Medline ® Abstract for Reference 49
of 'ERCP for pancreatic disease in children'
Pancreatitis in pediatric human immunodeficiency virus infection.
Miller TL, Winter HS, Luginbuhl LM, Orav EJ, McIntosh K
J Pediatr. 1992;120(2 Pt 1):223.
Because pancreatitis has been reported frequently in adults with human immunodeficiency virus infection, we sought to determine the incidence of pancreatitis in children with acquired immunodeficiency syndrome by reviewing all records of children with AIDS, their serum amylase and lipase levels, and the factors associated with pancreatitis through a case-control analysis. During a 6-year period pancreatitis developed in 9 (17%) of 53 pediatric patients with AIDS. Six children had vertical transmission of infection and three patients had acquired HIV infection through contaminated blood products. Pancreatitis developed at a median age of 5.2 years (range 1.2 to 20 years). All patients had vomiting and abdominal pain. When the patients were first seen, lipase values were elevated more than amylase values (p = 0.028). Amylase and lipase levels declined at comparable rates. In the case-control analysis, pentamidine isethionate was significantly associated with pancreatitis (p = 0.02); the risk was greater in patients who received pentamidine isethionate and had absolute CD4 T-lymphocyte counts less than 100 cells/mm3 (p = 0.001). Infections associated with the onset of pancreatitis included cytomegalovirus (4), Cryptosporidium (1), Pneumocystis carinii pneumonia (3), and Mycobacterium avium intracellulare (1). Coinfection with cytomegalovirus was associated with a protracted course in four children.

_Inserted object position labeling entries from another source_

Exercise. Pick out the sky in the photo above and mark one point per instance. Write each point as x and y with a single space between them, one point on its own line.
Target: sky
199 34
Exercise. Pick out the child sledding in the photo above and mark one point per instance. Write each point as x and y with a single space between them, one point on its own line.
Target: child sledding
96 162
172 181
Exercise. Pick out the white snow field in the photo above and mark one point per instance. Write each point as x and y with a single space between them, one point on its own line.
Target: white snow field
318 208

Ultrasonographic examination demonstrated biliary ductal dilatation 6 months after the onset of pancreatitis in one child. Seven children have died at a mean of 8 months after the initial onset of pancreatitis; the one living child has survived 5 months from the onset of pancreatitis. We conclude that pancreatitis is common in pediatric patients with AIDS and may be related to pentamidine isethionate exposure, especially when absolute CD4 T-lymphocyte counts are less than 100 cells/mm3. Serum amylase levels do not always accurately predict the onset of pancreatitis; serum lipase levels should be measured in children with symptoms. The onset of pancreatitis in an HIV-infected child is a poor prognostic indicator.
Combined Program in Pediatric Gastroenterology and Nutrition, Children's Hospital, Boston, MA 02115.